Prep Time 15 minutes
Cook Time 35 minutes
Total Time 50 minutes
Servings: 8 servings
Course: Dinner, Main Course
Cuisine: Mexican
Calories: 380

Ingredients
  

Casserole Base
  • 2 cups cooked rice (white or brown) Base for the casserole, providing fiber.
  • 1 lb boneless, skinless chicken breasts, diced Lean protein that helps fuel those busy days.
  • 1 can (15 oz) black beans, rinsed and drained Adds fiber and keeps the meal filling.
  • 1 can (15 oz) corn, drained Sweet flavor and color boost.
  • 1 can (10 oz) diced tomatoes with green chilies (like Ro-Tel) Introduces a piquant flavor.
  • 1 cup salsa Adds depth; use your preferred spice level.
  • 1 tsp cumin Earthy spice enhances the Mexican flavor profile.
  • 1 tsp chili powder Warming spice – adjust to taste.
  • 1 tsp garlic powder A classic flavor enhancer.
  • 1 tsp onion powder Compliments the chicken beautifully.
  • 2 cups shredded cheese (cheddar or Mexican blend) Melts on top for ultimate comfort.
  • 2 tbsp olive oil For sautéing the chicken.
  • to taste Salt and pepper Essential for seasoning.
  • Fresh cilantro, chopped (for garnish) Brightens the dish's presentation.

Method
 

Preparation
  1. Preheat your oven to 350°F (175°C).
  2. In a large skillet, heat the olive oil over medium heat.
  3. Add the diced chicken and season with salt, pepper, cumin, chili powder, garlic powder, and onion powder. Sauté the chicken for about 5-7 minutes until cooked through and no longer pink.
  4. In a large bowl, combine the cooked rice, black beans, corn, diced tomatoes with green chilies, and salsa.

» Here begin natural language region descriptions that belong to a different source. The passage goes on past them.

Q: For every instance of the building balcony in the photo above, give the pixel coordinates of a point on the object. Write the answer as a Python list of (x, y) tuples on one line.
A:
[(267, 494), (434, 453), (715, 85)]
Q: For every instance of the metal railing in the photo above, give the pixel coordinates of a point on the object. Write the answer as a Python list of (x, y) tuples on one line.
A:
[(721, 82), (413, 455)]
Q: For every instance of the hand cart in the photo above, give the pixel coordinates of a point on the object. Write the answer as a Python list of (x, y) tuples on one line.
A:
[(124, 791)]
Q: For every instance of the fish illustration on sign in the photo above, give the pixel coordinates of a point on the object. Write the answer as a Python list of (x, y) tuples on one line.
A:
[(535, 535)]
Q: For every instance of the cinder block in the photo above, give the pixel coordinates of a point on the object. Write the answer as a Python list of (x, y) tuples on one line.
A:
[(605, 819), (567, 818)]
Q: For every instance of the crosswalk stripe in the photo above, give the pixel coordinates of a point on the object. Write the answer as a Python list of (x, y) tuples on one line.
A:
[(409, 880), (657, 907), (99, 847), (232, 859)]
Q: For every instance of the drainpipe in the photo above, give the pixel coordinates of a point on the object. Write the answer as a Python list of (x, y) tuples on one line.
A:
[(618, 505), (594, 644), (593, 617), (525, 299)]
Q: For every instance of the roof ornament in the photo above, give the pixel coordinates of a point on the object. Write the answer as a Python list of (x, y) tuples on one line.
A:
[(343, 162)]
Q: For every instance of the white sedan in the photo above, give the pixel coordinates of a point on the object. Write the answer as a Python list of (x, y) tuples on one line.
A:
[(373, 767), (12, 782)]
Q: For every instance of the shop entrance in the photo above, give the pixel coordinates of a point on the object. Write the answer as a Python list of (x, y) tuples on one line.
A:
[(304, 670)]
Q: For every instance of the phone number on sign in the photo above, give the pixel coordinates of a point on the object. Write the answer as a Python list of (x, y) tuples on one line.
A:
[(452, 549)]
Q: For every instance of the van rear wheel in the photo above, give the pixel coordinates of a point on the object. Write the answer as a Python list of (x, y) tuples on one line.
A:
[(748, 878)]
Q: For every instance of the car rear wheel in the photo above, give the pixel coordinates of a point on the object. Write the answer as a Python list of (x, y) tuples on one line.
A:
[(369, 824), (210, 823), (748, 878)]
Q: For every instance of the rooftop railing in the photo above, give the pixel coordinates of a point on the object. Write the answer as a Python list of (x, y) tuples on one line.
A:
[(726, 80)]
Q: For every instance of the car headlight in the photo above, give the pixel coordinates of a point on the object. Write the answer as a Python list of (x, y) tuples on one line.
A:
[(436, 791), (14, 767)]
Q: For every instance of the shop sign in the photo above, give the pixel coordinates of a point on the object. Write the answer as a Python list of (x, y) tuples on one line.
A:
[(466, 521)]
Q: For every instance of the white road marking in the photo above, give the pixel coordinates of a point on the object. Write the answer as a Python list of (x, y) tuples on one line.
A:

Stir until the mixture is well combined.
  5. Once the chicken is cooked, add it to the rice mixture. Stir until everything is thoroughly mixed.
  6. Spread the mixture evenly in a greased 9×13-inch casserole dish.
  7. Sprinkle shredded cheese generously over the top of the casserole.
  8. Cover the casserole dish with aluminum foil and bake in the preheated oven for 25 minutes.
  9. After 25 minutes, remove the foil and bake for an additional 10-15 minutes, or until the cheese is bubbly and lightly golden.
  10. Remove from the oven and let it cool for a few minutes. Garnish with freshly chopped cilantro before serving.

Notes

For added nutrition, consider including bell peppers or zucchini. Alternatively, use rotisserie chicken to save time. You can assemble the casserole a day ahead and store it in the fridge until baking.